Personal information
- Born: 24 September 1933 Bhopal, British India
- Died: 2 May 2014 (aged 80) Karachi, Pakistan
- Height: 1.79 m (5 ft 10 in)
- Weight: 82 kg (181 lb)

Sport
- Sport: Field hockey

Medal record
Representing Pakistan
Olympic Games
| Gold medal – first place | 1960 Rome | Team |
| Silver medal – second place | 1956 Melbourne | Team |
| Silver medal – second place | 1964 Tokyo | Team |
Asian Games
| Gold medal – first place | 1958 Tokyo | Team |
| Gold medal – first place | 1962 Jakarta | Team |

= Anwar Ahmed Khan =

Pakistani field hockey player

Anwar Ahmed "Anu" Khan (24 September 1933 – 2 May 2014) was a Pakistani field hockey player who won an Olympic gold medal at the 1960 Summer Olympics and two silver medals at the 1956 and 1964 Olympics, as well as gold medals at the Asian Games in 1958 and 1962. An exceptional center half, he is known as the Rock of Gibraltar.

==Early life and career==
Khan was born in India to His Highness Mohammad Hashim Khan and her Highness Noor Jehan begum, a fifth child among five brothers and one sister. He started playing hockey in India and continued after his family moved to Karachi, Pakistan, in 1950–51, becoming a national team member in 1954. He retired from competitions in 1966, and then until 1993 worked at the Pakistan Customs, where he was employed since 1955. In parallel, he assisted the Pakistan Hockey Federation as manager of senior and junior teams and member of selection committee.
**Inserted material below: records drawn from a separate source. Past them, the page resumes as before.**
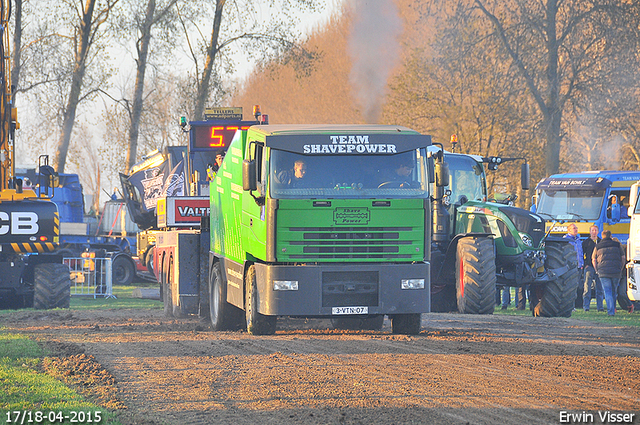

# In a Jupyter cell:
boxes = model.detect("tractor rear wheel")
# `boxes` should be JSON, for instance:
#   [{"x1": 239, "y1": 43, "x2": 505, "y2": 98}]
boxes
[
  {"x1": 456, "y1": 237, "x2": 496, "y2": 314},
  {"x1": 533, "y1": 241, "x2": 579, "y2": 317},
  {"x1": 34, "y1": 263, "x2": 71, "y2": 310}
]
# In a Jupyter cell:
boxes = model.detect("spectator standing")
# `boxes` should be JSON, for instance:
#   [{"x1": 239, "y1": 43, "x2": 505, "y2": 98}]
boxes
[
  {"x1": 612, "y1": 237, "x2": 634, "y2": 314},
  {"x1": 582, "y1": 225, "x2": 604, "y2": 312},
  {"x1": 592, "y1": 230, "x2": 625, "y2": 316},
  {"x1": 516, "y1": 286, "x2": 528, "y2": 310},
  {"x1": 497, "y1": 285, "x2": 510, "y2": 310},
  {"x1": 564, "y1": 223, "x2": 584, "y2": 308}
]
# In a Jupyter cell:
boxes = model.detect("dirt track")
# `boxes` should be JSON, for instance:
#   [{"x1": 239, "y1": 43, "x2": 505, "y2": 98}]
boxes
[{"x1": 2, "y1": 309, "x2": 639, "y2": 425}]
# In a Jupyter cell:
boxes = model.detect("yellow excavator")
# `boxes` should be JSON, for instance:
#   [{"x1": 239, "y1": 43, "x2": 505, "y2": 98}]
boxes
[{"x1": 0, "y1": 0, "x2": 70, "y2": 309}]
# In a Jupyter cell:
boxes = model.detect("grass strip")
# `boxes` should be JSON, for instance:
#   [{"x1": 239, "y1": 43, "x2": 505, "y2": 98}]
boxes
[
  {"x1": 0, "y1": 332, "x2": 120, "y2": 424},
  {"x1": 494, "y1": 301, "x2": 640, "y2": 327}
]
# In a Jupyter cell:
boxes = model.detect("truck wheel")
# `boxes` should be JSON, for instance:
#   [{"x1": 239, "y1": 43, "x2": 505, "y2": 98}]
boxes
[
  {"x1": 331, "y1": 315, "x2": 384, "y2": 331},
  {"x1": 163, "y1": 258, "x2": 174, "y2": 317},
  {"x1": 245, "y1": 265, "x2": 276, "y2": 335},
  {"x1": 112, "y1": 256, "x2": 135, "y2": 286},
  {"x1": 390, "y1": 314, "x2": 421, "y2": 335},
  {"x1": 456, "y1": 237, "x2": 496, "y2": 314},
  {"x1": 34, "y1": 263, "x2": 71, "y2": 310},
  {"x1": 533, "y1": 242, "x2": 579, "y2": 317},
  {"x1": 209, "y1": 262, "x2": 244, "y2": 331},
  {"x1": 145, "y1": 247, "x2": 155, "y2": 275}
]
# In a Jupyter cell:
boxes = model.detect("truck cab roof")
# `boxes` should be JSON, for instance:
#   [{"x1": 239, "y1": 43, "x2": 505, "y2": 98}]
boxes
[
  {"x1": 536, "y1": 170, "x2": 640, "y2": 189},
  {"x1": 246, "y1": 124, "x2": 431, "y2": 155},
  {"x1": 247, "y1": 124, "x2": 421, "y2": 136}
]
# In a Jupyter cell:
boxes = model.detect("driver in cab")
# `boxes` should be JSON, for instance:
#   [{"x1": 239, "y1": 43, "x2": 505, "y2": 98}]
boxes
[
  {"x1": 275, "y1": 159, "x2": 307, "y2": 188},
  {"x1": 379, "y1": 157, "x2": 415, "y2": 188}
]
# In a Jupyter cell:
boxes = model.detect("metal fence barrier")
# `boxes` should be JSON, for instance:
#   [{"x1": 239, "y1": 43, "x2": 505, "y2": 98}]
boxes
[{"x1": 63, "y1": 257, "x2": 115, "y2": 298}]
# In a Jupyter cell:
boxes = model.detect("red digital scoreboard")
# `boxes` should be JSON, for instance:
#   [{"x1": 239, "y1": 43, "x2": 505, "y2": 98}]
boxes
[{"x1": 191, "y1": 124, "x2": 251, "y2": 150}]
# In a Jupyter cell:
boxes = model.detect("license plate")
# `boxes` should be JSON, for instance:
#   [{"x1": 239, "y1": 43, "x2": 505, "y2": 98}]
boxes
[{"x1": 332, "y1": 306, "x2": 369, "y2": 315}]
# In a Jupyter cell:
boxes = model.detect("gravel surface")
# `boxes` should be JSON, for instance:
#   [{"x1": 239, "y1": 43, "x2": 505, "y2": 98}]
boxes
[{"x1": 2, "y1": 309, "x2": 639, "y2": 425}]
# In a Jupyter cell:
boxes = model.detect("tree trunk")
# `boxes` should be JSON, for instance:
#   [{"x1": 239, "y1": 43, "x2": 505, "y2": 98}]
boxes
[
  {"x1": 126, "y1": 0, "x2": 156, "y2": 171},
  {"x1": 543, "y1": 0, "x2": 561, "y2": 175},
  {"x1": 476, "y1": 0, "x2": 564, "y2": 176},
  {"x1": 11, "y1": 0, "x2": 22, "y2": 101},
  {"x1": 194, "y1": 0, "x2": 225, "y2": 120},
  {"x1": 544, "y1": 109, "x2": 562, "y2": 174},
  {"x1": 54, "y1": 0, "x2": 96, "y2": 173}
]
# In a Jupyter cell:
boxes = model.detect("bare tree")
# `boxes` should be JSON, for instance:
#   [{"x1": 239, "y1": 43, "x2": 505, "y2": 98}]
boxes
[
  {"x1": 472, "y1": 0, "x2": 640, "y2": 175},
  {"x1": 177, "y1": 0, "x2": 321, "y2": 120},
  {"x1": 67, "y1": 122, "x2": 101, "y2": 213},
  {"x1": 54, "y1": 0, "x2": 119, "y2": 173},
  {"x1": 10, "y1": 0, "x2": 22, "y2": 97},
  {"x1": 111, "y1": 0, "x2": 180, "y2": 171}
]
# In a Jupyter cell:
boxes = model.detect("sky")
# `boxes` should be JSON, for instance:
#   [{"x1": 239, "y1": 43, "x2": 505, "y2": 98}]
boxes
[
  {"x1": 108, "y1": 0, "x2": 343, "y2": 205},
  {"x1": 14, "y1": 0, "x2": 343, "y2": 209},
  {"x1": 228, "y1": 0, "x2": 342, "y2": 81}
]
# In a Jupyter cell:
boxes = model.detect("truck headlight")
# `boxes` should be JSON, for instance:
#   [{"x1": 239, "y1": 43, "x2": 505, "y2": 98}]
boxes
[
  {"x1": 273, "y1": 280, "x2": 298, "y2": 291},
  {"x1": 401, "y1": 279, "x2": 425, "y2": 289}
]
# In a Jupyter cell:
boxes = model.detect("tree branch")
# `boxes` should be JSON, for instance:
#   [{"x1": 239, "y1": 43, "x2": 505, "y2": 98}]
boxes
[{"x1": 474, "y1": 0, "x2": 549, "y2": 118}]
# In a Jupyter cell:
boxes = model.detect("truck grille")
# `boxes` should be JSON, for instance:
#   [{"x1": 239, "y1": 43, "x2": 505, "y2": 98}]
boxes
[
  {"x1": 322, "y1": 271, "x2": 379, "y2": 307},
  {"x1": 280, "y1": 226, "x2": 417, "y2": 261}
]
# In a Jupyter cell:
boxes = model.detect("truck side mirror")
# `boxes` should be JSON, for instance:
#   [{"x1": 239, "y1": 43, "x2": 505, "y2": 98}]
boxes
[
  {"x1": 242, "y1": 159, "x2": 257, "y2": 191},
  {"x1": 521, "y1": 163, "x2": 530, "y2": 191},
  {"x1": 435, "y1": 161, "x2": 449, "y2": 188},
  {"x1": 629, "y1": 183, "x2": 640, "y2": 217}
]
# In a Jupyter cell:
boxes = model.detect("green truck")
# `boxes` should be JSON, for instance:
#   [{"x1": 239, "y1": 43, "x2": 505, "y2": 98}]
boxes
[
  {"x1": 125, "y1": 114, "x2": 579, "y2": 335},
  {"x1": 208, "y1": 124, "x2": 433, "y2": 335}
]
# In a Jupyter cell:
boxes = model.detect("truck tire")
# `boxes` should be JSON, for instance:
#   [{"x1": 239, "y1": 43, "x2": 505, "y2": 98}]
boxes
[
  {"x1": 616, "y1": 277, "x2": 631, "y2": 311},
  {"x1": 112, "y1": 256, "x2": 135, "y2": 286},
  {"x1": 533, "y1": 242, "x2": 579, "y2": 317},
  {"x1": 34, "y1": 263, "x2": 71, "y2": 310},
  {"x1": 170, "y1": 259, "x2": 186, "y2": 318},
  {"x1": 145, "y1": 247, "x2": 155, "y2": 275},
  {"x1": 209, "y1": 262, "x2": 244, "y2": 331},
  {"x1": 331, "y1": 315, "x2": 384, "y2": 331},
  {"x1": 245, "y1": 265, "x2": 276, "y2": 335},
  {"x1": 456, "y1": 237, "x2": 496, "y2": 314},
  {"x1": 163, "y1": 258, "x2": 174, "y2": 317},
  {"x1": 390, "y1": 314, "x2": 421, "y2": 335}
]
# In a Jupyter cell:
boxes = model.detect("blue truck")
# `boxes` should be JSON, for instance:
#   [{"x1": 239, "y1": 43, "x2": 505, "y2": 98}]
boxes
[
  {"x1": 535, "y1": 170, "x2": 640, "y2": 245},
  {"x1": 18, "y1": 170, "x2": 138, "y2": 286}
]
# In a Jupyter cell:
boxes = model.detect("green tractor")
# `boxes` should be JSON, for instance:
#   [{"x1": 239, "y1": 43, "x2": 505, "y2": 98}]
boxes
[{"x1": 429, "y1": 146, "x2": 579, "y2": 317}]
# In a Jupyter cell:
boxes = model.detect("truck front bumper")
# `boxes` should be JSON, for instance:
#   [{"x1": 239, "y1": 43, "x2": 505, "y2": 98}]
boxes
[{"x1": 253, "y1": 262, "x2": 430, "y2": 316}]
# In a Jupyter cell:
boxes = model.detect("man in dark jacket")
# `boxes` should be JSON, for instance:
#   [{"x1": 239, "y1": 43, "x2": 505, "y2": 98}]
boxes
[
  {"x1": 592, "y1": 230, "x2": 625, "y2": 316},
  {"x1": 582, "y1": 225, "x2": 603, "y2": 312},
  {"x1": 564, "y1": 223, "x2": 584, "y2": 309}
]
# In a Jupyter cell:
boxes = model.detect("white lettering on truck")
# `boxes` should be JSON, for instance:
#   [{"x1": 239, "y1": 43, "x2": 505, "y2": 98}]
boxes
[
  {"x1": 0, "y1": 211, "x2": 40, "y2": 235},
  {"x1": 177, "y1": 206, "x2": 210, "y2": 217},
  {"x1": 303, "y1": 135, "x2": 396, "y2": 154}
]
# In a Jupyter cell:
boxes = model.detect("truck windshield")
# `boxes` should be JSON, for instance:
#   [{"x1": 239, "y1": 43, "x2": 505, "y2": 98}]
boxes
[
  {"x1": 269, "y1": 149, "x2": 428, "y2": 199},
  {"x1": 445, "y1": 155, "x2": 487, "y2": 204},
  {"x1": 537, "y1": 189, "x2": 605, "y2": 220}
]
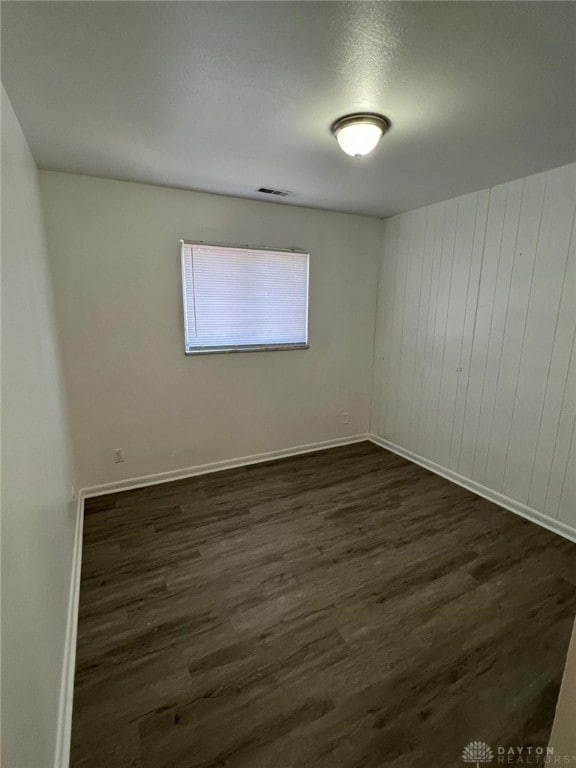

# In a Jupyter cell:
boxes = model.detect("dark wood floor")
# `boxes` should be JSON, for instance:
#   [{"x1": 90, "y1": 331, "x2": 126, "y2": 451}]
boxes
[{"x1": 72, "y1": 442, "x2": 576, "y2": 768}]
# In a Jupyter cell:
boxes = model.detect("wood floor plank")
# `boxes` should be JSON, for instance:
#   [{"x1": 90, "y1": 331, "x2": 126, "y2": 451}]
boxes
[{"x1": 71, "y1": 442, "x2": 576, "y2": 767}]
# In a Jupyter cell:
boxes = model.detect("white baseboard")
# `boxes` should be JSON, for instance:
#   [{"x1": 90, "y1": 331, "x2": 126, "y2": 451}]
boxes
[
  {"x1": 367, "y1": 434, "x2": 576, "y2": 544},
  {"x1": 54, "y1": 492, "x2": 85, "y2": 768},
  {"x1": 82, "y1": 434, "x2": 371, "y2": 498}
]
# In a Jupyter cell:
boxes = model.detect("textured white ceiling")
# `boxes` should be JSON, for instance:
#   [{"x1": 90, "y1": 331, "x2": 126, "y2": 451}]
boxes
[{"x1": 2, "y1": 1, "x2": 575, "y2": 217}]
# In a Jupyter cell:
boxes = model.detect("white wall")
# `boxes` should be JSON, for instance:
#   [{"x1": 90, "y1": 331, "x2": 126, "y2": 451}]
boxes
[
  {"x1": 39, "y1": 172, "x2": 381, "y2": 489},
  {"x1": 372, "y1": 162, "x2": 576, "y2": 535},
  {"x1": 1, "y1": 89, "x2": 76, "y2": 768}
]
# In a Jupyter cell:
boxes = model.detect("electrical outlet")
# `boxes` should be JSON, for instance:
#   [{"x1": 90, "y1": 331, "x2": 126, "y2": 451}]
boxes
[
  {"x1": 113, "y1": 448, "x2": 125, "y2": 464},
  {"x1": 341, "y1": 411, "x2": 350, "y2": 424}
]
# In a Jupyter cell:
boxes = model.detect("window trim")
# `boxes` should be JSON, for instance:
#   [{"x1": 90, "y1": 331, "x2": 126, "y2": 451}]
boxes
[{"x1": 180, "y1": 240, "x2": 310, "y2": 356}]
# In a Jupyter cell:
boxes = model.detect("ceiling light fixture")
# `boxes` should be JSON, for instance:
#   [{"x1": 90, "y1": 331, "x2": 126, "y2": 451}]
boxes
[{"x1": 331, "y1": 113, "x2": 391, "y2": 159}]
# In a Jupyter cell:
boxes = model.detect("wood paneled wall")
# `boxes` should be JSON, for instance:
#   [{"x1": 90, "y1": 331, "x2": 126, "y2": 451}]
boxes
[{"x1": 372, "y1": 163, "x2": 576, "y2": 533}]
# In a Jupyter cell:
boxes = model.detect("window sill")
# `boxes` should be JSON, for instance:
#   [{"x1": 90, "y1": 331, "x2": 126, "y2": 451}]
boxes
[{"x1": 185, "y1": 343, "x2": 309, "y2": 356}]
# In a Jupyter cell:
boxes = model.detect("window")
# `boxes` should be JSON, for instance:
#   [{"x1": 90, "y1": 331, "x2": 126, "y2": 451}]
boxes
[{"x1": 180, "y1": 241, "x2": 309, "y2": 355}]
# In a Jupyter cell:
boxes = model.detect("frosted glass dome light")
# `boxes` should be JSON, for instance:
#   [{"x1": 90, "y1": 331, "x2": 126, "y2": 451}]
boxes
[{"x1": 331, "y1": 113, "x2": 391, "y2": 159}]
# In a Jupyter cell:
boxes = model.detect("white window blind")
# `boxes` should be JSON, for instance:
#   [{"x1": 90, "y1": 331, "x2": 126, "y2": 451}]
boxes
[{"x1": 180, "y1": 242, "x2": 309, "y2": 354}]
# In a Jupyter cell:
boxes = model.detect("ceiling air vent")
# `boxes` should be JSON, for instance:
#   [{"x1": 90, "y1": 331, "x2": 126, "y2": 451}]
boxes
[{"x1": 257, "y1": 187, "x2": 292, "y2": 197}]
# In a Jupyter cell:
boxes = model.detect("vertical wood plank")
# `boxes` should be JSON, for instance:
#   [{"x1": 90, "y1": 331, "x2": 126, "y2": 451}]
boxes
[
  {"x1": 408, "y1": 206, "x2": 435, "y2": 449},
  {"x1": 396, "y1": 208, "x2": 427, "y2": 447},
  {"x1": 384, "y1": 213, "x2": 412, "y2": 440},
  {"x1": 450, "y1": 190, "x2": 489, "y2": 471},
  {"x1": 370, "y1": 219, "x2": 392, "y2": 435},
  {"x1": 376, "y1": 216, "x2": 401, "y2": 436},
  {"x1": 416, "y1": 203, "x2": 445, "y2": 457},
  {"x1": 423, "y1": 202, "x2": 456, "y2": 457},
  {"x1": 459, "y1": 182, "x2": 508, "y2": 478}
]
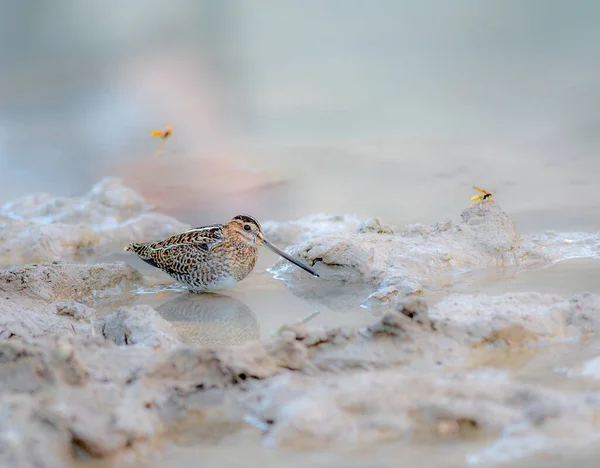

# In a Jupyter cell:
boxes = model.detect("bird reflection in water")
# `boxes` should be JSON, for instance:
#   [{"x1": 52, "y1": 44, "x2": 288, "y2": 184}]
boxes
[{"x1": 155, "y1": 293, "x2": 259, "y2": 347}]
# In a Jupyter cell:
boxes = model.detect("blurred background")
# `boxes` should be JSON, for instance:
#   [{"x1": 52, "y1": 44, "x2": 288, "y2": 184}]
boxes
[{"x1": 0, "y1": 0, "x2": 599, "y2": 233}]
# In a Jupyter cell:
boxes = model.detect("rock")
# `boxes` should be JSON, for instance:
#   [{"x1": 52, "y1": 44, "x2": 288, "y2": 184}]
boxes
[
  {"x1": 97, "y1": 305, "x2": 182, "y2": 348},
  {"x1": 0, "y1": 177, "x2": 189, "y2": 266}
]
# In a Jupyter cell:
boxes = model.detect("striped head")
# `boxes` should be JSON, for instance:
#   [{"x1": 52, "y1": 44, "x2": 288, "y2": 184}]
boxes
[
  {"x1": 226, "y1": 215, "x2": 263, "y2": 245},
  {"x1": 226, "y1": 214, "x2": 319, "y2": 278}
]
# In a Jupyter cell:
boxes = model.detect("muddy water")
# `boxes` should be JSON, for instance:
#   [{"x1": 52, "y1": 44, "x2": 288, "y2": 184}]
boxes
[
  {"x1": 95, "y1": 249, "x2": 377, "y2": 344},
  {"x1": 2, "y1": 1, "x2": 600, "y2": 466},
  {"x1": 90, "y1": 253, "x2": 600, "y2": 351},
  {"x1": 428, "y1": 258, "x2": 600, "y2": 303}
]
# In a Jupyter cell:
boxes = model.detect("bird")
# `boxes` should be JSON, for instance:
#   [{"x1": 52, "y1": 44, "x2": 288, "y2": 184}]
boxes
[{"x1": 124, "y1": 214, "x2": 319, "y2": 292}]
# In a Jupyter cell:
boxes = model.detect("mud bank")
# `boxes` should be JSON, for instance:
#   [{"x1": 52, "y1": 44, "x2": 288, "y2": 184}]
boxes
[
  {"x1": 0, "y1": 178, "x2": 189, "y2": 266},
  {"x1": 268, "y1": 206, "x2": 600, "y2": 306},
  {"x1": 2, "y1": 259, "x2": 600, "y2": 466},
  {"x1": 1, "y1": 180, "x2": 600, "y2": 467}
]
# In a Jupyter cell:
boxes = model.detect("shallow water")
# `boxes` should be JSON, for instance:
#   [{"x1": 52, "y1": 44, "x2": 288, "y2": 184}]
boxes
[
  {"x1": 3, "y1": 1, "x2": 600, "y2": 466},
  {"x1": 95, "y1": 249, "x2": 376, "y2": 346},
  {"x1": 428, "y1": 258, "x2": 600, "y2": 303},
  {"x1": 90, "y1": 250, "x2": 600, "y2": 351}
]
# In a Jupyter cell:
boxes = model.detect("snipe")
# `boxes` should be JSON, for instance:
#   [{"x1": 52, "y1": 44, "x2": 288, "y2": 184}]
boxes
[{"x1": 125, "y1": 215, "x2": 318, "y2": 292}]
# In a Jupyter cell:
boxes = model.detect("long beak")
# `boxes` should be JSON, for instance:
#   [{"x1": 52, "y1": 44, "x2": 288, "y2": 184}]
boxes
[{"x1": 261, "y1": 238, "x2": 319, "y2": 277}]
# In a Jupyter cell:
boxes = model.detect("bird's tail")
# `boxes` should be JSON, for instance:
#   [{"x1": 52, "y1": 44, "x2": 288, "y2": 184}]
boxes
[{"x1": 124, "y1": 242, "x2": 152, "y2": 259}]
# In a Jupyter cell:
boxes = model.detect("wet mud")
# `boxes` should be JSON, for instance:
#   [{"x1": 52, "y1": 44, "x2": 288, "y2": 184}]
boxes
[{"x1": 1, "y1": 179, "x2": 599, "y2": 467}]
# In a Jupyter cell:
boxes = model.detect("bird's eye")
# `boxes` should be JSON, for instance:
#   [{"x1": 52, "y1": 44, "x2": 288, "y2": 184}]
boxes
[{"x1": 244, "y1": 224, "x2": 252, "y2": 231}]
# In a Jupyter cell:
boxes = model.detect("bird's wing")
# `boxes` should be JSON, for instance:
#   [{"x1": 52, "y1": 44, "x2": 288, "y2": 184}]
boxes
[
  {"x1": 144, "y1": 225, "x2": 225, "y2": 277},
  {"x1": 148, "y1": 225, "x2": 224, "y2": 253}
]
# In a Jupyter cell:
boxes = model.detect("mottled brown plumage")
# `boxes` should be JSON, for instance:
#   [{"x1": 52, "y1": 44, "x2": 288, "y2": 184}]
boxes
[{"x1": 125, "y1": 215, "x2": 318, "y2": 292}]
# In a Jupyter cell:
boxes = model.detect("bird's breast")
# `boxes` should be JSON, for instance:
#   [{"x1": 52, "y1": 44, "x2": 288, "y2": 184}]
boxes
[{"x1": 223, "y1": 243, "x2": 258, "y2": 281}]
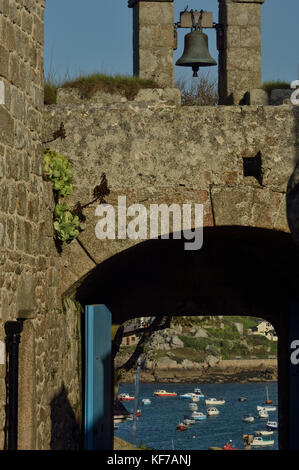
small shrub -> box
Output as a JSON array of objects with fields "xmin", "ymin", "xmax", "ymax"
[
  {"xmin": 176, "ymin": 73, "xmax": 218, "ymax": 106},
  {"xmin": 44, "ymin": 81, "xmax": 58, "ymax": 105}
]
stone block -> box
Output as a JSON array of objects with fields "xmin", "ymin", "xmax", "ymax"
[
  {"xmin": 0, "ymin": 106, "xmax": 14, "ymax": 145},
  {"xmin": 17, "ymin": 273, "xmax": 37, "ymax": 318},
  {"xmin": 139, "ymin": 2, "xmax": 174, "ymax": 26},
  {"xmin": 0, "ymin": 44, "xmax": 9, "ymax": 76},
  {"xmin": 250, "ymin": 88, "xmax": 268, "ymax": 105},
  {"xmin": 270, "ymin": 89, "xmax": 292, "ymax": 106}
]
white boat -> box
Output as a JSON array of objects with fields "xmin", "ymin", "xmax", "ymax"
[
  {"xmin": 194, "ymin": 388, "xmax": 205, "ymax": 398},
  {"xmin": 255, "ymin": 430, "xmax": 274, "ymax": 436},
  {"xmin": 205, "ymin": 398, "xmax": 225, "ymax": 405},
  {"xmin": 256, "ymin": 405, "xmax": 276, "ymax": 412},
  {"xmin": 180, "ymin": 392, "xmax": 201, "ymax": 400},
  {"xmin": 189, "ymin": 402, "xmax": 198, "ymax": 411},
  {"xmin": 258, "ymin": 408, "xmax": 269, "ymax": 418},
  {"xmin": 191, "ymin": 411, "xmax": 207, "ymax": 420},
  {"xmin": 266, "ymin": 420, "xmax": 278, "ymax": 430},
  {"xmin": 142, "ymin": 398, "xmax": 151, "ymax": 405},
  {"xmin": 243, "ymin": 415, "xmax": 254, "ymax": 423},
  {"xmin": 207, "ymin": 407, "xmax": 219, "ymax": 416},
  {"xmin": 251, "ymin": 436, "xmax": 274, "ymax": 447},
  {"xmin": 183, "ymin": 415, "xmax": 195, "ymax": 425},
  {"xmin": 191, "ymin": 395, "xmax": 200, "ymax": 402},
  {"xmin": 180, "ymin": 393, "xmax": 194, "ymax": 399}
]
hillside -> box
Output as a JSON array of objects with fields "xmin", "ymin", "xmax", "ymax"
[{"xmin": 115, "ymin": 316, "xmax": 277, "ymax": 383}]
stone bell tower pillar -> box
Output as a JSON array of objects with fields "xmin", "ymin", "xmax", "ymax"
[
  {"xmin": 128, "ymin": 0, "xmax": 175, "ymax": 88},
  {"xmin": 218, "ymin": 0, "xmax": 266, "ymax": 105}
]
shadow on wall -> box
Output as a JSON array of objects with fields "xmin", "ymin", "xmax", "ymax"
[
  {"xmin": 50, "ymin": 384, "xmax": 81, "ymax": 450},
  {"xmin": 286, "ymin": 106, "xmax": 299, "ymax": 246}
]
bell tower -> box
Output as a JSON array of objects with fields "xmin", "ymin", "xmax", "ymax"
[
  {"xmin": 218, "ymin": 0, "xmax": 266, "ymax": 105},
  {"xmin": 128, "ymin": 0, "xmax": 175, "ymax": 88}
]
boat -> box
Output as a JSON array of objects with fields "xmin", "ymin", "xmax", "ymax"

He helped the senior team to win a silver at the 1975 World Cup, a gold at the 1974 Asian Games, and a silver at the 1986 Asian Games, whereas the junior team won bronze at the 1982 World Cup.

==Awards and recognition==
- Tamgha-e-Imtiaz Award (Medal of Excellence Award) by the President of Pakistan

==Autobiography==
'Anwar: The autobiography of Anwar Ahmad Khan' was published in 1990.